What should a man do if his girlfriend or wife wants to get an abortion and there is still time to discuss the matter?

Both partners should stay engaged, explore all alternatives, communicate the strength of their beliefs honestly and accurately, examine core beliefs and values associated with all decisions, and commit to further dialogue until the crisis is resolved to each other’s satisfaction. When abortion is considered, it is urgent to take the time, talk more…and tell the truth.

How does reaching out to men differ from approaches to women?

The symptoms transcend gender and age. We are still learning what are the best ways to help men and women resolve their emotional pain from an abortion. As a general rule two factors distinguish the different approaches to treatment: (1) Women seem to benefit from group discussions in ways that are more effective for them than men; (2) men must overcome cultural and psychological hang-ups about communicating feelings.

What is it like to counsel these men?

I have learned from my patients. Listening and accepting the patient…serves as the cornerstone of counseling. It was impossible to listen for countless hours about the suffering these men and women experienced without being affected. Men need safe places to talk about their issues. While not everyone will be able to seek therapy, self-help groups, Internet chat rooms, e-mail support, friends, and pastoral care can also be safe places to begin the process of healing.

In 1981 you provided the first clinical evidence of post-abortion trauma, identifying this psychological condition as “Post-Abortion Syndrome” in testimony before the U.S. Congress. Can you talk about that?

To my knowledge, this was the first time the traumatic effects of abortion on women were presented in some detail before Congress. Later, I presented similar information before Britain’s Parliament. There was a great deal of opposition and heckling. I had a conviction to present this information.

Your work has been criticized as biased, agenda-driven science? How do you respond?

If “biased” means sensitized and informed by my patients and wanting mental health for individuals, couples and families, then I am proud to be biased. All science is driven by interests and hunches, and my research is no different.

Are there any new areas for your work?

We are working on Internet-based research on the after-effects of abortion on women and men, which makes it easier to collect data anonymously. That Web site is: www.abortionresearch.net. I am also involved in several court cases involving surrogacy and maternal grief, informed consent and abortion decision-making.

How can Catholics and the Knights play a role in promoting this ministry?

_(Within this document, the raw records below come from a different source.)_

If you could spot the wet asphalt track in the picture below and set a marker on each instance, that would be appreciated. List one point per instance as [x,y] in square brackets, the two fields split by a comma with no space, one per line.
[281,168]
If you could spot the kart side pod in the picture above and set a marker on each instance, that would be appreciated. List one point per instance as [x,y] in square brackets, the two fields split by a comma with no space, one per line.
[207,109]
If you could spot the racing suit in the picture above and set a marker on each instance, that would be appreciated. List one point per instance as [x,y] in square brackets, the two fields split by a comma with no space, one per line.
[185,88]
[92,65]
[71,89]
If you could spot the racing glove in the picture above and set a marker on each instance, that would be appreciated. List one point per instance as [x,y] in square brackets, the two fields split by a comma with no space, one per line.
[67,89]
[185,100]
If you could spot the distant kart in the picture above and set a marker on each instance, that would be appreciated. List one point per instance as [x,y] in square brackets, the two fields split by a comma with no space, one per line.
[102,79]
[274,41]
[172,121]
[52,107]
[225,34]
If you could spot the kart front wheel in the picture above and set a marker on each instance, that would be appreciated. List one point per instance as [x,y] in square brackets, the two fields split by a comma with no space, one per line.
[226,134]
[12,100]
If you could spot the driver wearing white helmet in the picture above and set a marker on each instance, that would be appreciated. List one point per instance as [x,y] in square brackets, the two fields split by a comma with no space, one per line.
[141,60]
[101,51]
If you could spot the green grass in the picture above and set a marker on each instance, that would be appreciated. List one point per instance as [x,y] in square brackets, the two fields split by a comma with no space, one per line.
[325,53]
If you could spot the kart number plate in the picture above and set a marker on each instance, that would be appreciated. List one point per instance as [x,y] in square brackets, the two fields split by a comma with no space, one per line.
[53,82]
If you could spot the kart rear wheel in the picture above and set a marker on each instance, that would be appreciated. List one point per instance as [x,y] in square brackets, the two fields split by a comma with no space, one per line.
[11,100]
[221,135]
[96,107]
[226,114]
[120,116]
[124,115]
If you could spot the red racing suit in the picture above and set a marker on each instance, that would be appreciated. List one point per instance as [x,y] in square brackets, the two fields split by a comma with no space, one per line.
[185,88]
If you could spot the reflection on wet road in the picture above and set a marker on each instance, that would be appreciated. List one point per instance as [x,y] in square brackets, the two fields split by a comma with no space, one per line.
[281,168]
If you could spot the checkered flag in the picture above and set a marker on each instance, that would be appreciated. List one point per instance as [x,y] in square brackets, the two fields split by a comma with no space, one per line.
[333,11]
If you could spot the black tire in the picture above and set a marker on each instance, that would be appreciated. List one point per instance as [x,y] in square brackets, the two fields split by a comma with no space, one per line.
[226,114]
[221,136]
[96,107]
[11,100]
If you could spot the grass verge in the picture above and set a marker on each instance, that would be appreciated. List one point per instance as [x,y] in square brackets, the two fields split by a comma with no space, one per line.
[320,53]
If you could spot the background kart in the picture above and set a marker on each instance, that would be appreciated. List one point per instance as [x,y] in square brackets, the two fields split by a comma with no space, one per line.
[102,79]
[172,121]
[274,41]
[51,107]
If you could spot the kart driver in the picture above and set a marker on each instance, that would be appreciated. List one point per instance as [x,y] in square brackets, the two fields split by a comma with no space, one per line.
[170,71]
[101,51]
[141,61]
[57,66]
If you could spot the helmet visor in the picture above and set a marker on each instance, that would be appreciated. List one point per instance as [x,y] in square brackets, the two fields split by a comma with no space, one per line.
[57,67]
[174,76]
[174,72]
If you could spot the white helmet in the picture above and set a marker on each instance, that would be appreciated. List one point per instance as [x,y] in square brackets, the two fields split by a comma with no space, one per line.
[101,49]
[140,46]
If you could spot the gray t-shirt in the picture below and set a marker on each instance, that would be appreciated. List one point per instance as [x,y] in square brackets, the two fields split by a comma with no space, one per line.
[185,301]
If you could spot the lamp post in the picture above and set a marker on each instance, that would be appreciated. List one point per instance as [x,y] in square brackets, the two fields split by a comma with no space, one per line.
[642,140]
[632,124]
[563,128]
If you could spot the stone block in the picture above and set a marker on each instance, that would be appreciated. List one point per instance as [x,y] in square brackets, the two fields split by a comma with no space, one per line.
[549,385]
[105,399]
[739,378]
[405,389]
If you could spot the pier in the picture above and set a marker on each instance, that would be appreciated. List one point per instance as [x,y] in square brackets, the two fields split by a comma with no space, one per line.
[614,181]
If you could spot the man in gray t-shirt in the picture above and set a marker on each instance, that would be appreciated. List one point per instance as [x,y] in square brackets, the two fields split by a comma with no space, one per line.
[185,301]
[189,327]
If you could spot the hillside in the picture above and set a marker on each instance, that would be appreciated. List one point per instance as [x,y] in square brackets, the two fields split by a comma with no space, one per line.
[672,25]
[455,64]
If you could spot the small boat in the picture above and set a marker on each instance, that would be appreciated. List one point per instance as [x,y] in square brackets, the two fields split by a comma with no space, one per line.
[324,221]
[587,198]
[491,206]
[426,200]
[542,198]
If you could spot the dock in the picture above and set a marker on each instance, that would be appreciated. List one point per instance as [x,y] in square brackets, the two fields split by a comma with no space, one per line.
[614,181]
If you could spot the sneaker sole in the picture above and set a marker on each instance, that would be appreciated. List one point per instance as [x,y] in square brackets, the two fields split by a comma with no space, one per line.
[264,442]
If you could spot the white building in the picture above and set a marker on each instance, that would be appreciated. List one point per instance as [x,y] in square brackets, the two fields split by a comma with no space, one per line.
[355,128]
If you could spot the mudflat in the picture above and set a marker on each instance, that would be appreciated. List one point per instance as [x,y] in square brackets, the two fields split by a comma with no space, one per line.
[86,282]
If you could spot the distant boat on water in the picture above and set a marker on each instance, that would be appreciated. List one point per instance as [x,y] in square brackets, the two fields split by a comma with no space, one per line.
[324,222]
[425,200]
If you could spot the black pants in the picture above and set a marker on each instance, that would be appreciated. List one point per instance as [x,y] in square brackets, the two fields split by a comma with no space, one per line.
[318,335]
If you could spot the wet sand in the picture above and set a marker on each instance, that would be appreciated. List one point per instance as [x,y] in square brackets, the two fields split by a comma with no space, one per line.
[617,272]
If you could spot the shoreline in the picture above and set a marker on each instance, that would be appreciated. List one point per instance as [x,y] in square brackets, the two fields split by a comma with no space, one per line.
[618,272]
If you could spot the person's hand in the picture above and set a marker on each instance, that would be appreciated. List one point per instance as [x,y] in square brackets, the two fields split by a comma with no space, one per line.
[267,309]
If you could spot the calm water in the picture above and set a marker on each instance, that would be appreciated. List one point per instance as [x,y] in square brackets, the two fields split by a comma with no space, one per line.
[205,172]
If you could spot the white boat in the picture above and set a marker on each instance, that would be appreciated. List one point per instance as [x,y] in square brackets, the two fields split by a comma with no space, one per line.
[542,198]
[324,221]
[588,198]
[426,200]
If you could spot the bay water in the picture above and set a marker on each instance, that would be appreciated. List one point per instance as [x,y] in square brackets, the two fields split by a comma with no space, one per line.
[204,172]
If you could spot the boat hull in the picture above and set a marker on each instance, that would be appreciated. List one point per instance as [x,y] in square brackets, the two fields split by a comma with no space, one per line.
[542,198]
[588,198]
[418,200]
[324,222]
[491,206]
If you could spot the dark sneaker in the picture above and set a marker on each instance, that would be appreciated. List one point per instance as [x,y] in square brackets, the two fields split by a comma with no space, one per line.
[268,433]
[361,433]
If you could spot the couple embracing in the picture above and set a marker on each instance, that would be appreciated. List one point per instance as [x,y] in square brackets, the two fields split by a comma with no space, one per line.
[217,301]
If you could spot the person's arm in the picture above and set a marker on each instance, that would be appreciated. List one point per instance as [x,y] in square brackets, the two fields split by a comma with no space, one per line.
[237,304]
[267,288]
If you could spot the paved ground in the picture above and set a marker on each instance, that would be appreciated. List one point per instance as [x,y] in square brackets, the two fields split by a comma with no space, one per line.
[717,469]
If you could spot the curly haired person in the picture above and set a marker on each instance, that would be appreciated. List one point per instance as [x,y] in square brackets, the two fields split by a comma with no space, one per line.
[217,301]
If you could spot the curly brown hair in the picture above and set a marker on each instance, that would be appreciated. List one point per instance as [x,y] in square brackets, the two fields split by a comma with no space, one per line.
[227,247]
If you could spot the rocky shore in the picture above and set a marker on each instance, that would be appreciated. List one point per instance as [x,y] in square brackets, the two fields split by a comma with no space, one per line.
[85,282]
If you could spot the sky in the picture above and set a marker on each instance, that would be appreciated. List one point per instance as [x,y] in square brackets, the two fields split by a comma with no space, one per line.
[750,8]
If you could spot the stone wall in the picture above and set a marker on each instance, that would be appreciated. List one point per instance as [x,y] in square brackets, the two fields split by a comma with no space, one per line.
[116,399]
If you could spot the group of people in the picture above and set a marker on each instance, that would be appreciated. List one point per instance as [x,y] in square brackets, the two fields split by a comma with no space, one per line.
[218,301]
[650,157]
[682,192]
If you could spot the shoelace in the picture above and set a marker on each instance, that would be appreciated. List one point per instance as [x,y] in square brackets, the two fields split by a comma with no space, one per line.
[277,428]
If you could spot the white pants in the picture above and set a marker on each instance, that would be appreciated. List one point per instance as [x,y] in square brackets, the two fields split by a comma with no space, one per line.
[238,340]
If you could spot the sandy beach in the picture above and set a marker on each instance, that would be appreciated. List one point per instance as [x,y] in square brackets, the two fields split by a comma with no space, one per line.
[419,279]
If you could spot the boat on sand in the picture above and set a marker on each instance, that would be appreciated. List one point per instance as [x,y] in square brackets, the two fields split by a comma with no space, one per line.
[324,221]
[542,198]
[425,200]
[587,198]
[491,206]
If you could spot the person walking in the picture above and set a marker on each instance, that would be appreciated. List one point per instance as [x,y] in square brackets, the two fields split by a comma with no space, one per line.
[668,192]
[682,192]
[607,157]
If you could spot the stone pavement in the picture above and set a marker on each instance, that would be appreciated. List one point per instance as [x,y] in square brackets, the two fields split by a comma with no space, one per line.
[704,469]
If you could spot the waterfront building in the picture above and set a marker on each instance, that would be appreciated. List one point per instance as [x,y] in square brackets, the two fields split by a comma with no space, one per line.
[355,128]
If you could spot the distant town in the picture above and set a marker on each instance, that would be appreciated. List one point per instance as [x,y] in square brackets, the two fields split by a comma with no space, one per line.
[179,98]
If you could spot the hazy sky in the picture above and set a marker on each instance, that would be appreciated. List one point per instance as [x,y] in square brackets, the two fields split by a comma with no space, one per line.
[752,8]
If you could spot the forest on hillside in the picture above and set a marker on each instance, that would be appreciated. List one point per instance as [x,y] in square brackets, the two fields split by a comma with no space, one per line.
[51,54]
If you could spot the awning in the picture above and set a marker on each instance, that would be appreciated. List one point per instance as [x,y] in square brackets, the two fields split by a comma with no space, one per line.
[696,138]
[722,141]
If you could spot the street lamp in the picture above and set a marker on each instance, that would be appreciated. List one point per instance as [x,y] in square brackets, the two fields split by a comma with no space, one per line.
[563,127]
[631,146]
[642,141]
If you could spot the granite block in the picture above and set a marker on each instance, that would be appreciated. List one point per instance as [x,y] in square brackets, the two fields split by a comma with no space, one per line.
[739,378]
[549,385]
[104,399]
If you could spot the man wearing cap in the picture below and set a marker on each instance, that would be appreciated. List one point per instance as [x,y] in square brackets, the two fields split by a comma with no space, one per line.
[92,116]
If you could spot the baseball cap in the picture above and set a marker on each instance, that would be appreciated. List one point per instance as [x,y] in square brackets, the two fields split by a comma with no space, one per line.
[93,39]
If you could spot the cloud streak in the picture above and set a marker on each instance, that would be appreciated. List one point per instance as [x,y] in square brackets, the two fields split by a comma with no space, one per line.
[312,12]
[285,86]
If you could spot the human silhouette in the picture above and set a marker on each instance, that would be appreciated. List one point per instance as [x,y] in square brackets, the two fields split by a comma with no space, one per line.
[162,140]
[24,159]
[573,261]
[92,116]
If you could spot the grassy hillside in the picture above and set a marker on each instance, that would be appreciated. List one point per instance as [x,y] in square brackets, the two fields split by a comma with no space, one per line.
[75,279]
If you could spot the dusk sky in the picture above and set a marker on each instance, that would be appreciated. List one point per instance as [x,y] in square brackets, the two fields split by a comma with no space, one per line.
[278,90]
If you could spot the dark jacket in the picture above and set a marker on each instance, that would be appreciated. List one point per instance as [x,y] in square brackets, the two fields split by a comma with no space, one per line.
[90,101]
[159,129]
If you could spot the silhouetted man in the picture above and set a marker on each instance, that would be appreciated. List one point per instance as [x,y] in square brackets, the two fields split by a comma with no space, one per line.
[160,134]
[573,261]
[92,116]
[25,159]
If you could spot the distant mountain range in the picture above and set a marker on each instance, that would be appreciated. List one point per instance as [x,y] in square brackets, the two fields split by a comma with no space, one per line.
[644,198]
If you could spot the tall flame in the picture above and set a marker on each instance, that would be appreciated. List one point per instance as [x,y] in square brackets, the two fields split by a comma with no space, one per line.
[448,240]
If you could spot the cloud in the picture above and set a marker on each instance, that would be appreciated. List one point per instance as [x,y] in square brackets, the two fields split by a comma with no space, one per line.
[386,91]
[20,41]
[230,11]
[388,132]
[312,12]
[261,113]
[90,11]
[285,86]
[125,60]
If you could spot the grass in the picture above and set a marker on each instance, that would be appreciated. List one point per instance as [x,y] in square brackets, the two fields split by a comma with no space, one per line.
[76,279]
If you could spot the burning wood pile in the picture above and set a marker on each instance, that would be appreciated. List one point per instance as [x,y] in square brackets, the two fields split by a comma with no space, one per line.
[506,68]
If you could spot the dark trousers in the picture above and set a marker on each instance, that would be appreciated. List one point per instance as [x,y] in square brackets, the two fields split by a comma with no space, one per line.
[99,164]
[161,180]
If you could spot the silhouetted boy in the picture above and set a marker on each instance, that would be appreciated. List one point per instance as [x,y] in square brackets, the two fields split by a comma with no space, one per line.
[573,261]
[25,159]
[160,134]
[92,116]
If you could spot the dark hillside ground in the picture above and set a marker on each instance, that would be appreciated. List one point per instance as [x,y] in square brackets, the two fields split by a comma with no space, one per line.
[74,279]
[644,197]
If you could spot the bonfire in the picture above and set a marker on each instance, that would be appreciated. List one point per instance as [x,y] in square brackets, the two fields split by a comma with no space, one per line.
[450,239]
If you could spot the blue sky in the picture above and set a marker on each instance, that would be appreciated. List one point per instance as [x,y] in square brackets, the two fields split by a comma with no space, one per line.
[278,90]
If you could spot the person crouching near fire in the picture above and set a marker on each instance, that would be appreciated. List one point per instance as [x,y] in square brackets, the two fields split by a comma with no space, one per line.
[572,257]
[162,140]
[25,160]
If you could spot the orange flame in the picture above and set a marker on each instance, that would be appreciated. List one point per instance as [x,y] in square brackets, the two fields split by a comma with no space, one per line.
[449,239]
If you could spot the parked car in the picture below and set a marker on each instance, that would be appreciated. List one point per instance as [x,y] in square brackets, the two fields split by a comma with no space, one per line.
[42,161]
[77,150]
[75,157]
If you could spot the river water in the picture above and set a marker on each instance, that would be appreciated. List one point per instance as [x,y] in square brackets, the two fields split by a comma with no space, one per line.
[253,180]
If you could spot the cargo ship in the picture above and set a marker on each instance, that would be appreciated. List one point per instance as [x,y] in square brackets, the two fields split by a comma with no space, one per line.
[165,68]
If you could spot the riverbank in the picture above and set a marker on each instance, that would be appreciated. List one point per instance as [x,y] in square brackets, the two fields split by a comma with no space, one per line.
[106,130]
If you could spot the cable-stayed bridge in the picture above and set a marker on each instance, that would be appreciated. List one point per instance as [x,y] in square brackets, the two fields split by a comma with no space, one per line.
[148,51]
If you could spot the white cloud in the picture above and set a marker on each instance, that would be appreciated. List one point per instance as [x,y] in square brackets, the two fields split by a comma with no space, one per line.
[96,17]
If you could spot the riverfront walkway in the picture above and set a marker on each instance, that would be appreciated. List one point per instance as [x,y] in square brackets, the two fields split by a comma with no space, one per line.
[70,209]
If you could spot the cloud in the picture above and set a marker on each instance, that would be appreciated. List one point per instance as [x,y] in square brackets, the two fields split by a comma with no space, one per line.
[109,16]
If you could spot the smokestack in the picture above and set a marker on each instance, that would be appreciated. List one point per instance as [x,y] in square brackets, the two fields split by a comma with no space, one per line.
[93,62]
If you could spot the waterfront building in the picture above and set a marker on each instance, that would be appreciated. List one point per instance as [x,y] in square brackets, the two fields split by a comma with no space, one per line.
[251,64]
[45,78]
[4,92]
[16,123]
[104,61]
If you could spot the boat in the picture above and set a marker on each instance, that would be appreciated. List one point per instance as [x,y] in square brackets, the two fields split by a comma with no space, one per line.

As Catholics we are all called to pray for those who suffer, remembering that Jesus came to heal the brokenhearted. Men and women facing crisis pregnancies need our prayers and our resources. They need to know this community of believers will stand behind them, not condemn them. Tangible support for individuals and couples with a crisis pregnancy would go a long way in preventing abortions. Knights of Columbus have been tremendous in sharing their financial resources on highlighting abortion and the injuries it can produce. More education materials, conferences, research and promotion on the mental-health risks of abortion for men and women though are needed.